The Art of Blow Moulding: Why Specialized ERP is Essential
Admittedly, the blow moulding process is unique. It is specifically designed to manufacture high-volume, one-piece hollow objects like bottles and containers with uniform, thin walls. Consequently, managing the complexities of this process requires an ERP that understands the “Shop Floor First” logic.
How Finsys ERP Powers Blow Moulding Efficiency:
Shot Weight & Parison Control: The cost to produce a blow-moulded product is based on the weight of the plastic shot used. Finsys tracks this at a granular level.
Machine-Wise OEE: Monitor machine performance and down-time reasons specifically for blow moulding cycles.
Regrind & Scrap Tracking: Efficiently manage polymer scrap and “lumps” to ensure zero material leakage.
Tooling & Mould Lifecycle: Track the life of your moulds to ensure preventive maintenance before quality dips.
Strategic Advantages of Blow Moulding
Furthermore, it is important for academic and industrial learners to note the distinct advantages of this manufacturing method:
Lower Production Costs: Blow moulding costs are typically lower than injection moulding.
Economical Machinery: Initial capital expenditure on blow moulding machinery is often more accessible.
Complex Shapes: The “one-piece construction” eliminates the need for connecting part halves, allowing for shapes that injection moulding simply cannot achieve.
Why Leading Plastic Manufacturers Choose Finsys – ERP for Blow Moulding Plant Karnataka
Ultimately, Finsys ERP has been a trusted partner for the plastic and engineering sectors since 1992. Notably, with over 900 successful installations, our software is tailored to manage everything from Purchase and Planning (MRP) to Quality Control and GST-compliant Accounting.

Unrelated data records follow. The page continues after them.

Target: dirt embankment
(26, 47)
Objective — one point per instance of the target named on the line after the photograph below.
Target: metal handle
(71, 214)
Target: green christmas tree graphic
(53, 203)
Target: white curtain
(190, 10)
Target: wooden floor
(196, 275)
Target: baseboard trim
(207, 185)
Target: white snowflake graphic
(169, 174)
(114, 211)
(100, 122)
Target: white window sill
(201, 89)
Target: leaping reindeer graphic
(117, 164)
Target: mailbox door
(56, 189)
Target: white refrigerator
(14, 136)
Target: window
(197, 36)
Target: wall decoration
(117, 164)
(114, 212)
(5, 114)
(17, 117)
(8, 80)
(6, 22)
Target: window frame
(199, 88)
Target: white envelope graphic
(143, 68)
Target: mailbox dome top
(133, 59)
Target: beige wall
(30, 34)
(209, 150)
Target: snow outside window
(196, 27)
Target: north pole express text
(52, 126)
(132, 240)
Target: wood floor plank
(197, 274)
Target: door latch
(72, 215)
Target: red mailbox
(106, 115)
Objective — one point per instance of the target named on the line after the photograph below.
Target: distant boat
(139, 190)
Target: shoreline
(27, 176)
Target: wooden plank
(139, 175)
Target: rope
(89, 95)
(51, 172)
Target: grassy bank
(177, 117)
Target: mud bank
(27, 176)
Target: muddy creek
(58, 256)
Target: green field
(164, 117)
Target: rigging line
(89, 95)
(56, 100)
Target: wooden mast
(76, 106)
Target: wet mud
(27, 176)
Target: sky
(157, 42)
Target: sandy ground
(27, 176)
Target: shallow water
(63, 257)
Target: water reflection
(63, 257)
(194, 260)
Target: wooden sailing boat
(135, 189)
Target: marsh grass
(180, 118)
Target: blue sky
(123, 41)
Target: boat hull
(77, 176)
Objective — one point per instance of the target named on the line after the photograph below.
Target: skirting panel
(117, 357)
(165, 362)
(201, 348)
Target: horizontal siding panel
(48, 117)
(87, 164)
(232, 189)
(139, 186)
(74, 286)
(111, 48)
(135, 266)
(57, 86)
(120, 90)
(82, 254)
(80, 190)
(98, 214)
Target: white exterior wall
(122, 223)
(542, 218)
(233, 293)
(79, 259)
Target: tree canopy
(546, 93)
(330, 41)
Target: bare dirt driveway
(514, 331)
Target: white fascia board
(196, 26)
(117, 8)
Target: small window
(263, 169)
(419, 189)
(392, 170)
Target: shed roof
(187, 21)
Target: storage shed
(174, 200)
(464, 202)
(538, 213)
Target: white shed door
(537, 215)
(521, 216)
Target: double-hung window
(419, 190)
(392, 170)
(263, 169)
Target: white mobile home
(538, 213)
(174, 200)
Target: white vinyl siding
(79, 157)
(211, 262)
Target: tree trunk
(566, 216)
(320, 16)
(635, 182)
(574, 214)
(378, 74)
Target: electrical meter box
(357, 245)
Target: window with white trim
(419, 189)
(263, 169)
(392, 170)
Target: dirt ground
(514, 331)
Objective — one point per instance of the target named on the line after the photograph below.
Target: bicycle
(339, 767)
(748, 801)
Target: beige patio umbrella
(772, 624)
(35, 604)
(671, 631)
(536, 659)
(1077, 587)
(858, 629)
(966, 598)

By choosing Finsys, our new Karnataka-based partner will benefit from:
Ready-to-Use Vertical Solutions: No need for expensive, time-consuming customizations.
Mobile Connectivity: Access production reports and approve POs directly from Android and iOS devices.
Batch-wise Traceability: Full “Gate-to-Gate” tracking of raw materials to finished products.
Conclusion: A Growing “Finsys Parivaar” in Karnataka
To conclude, we congratulate our team and our new partner in Karnataka. Indeed, this project reinforces Finsys’s position as a leader in specialized ERP software for the plastic industry. Together, we are making “Made in India” more systematic and globally competitive.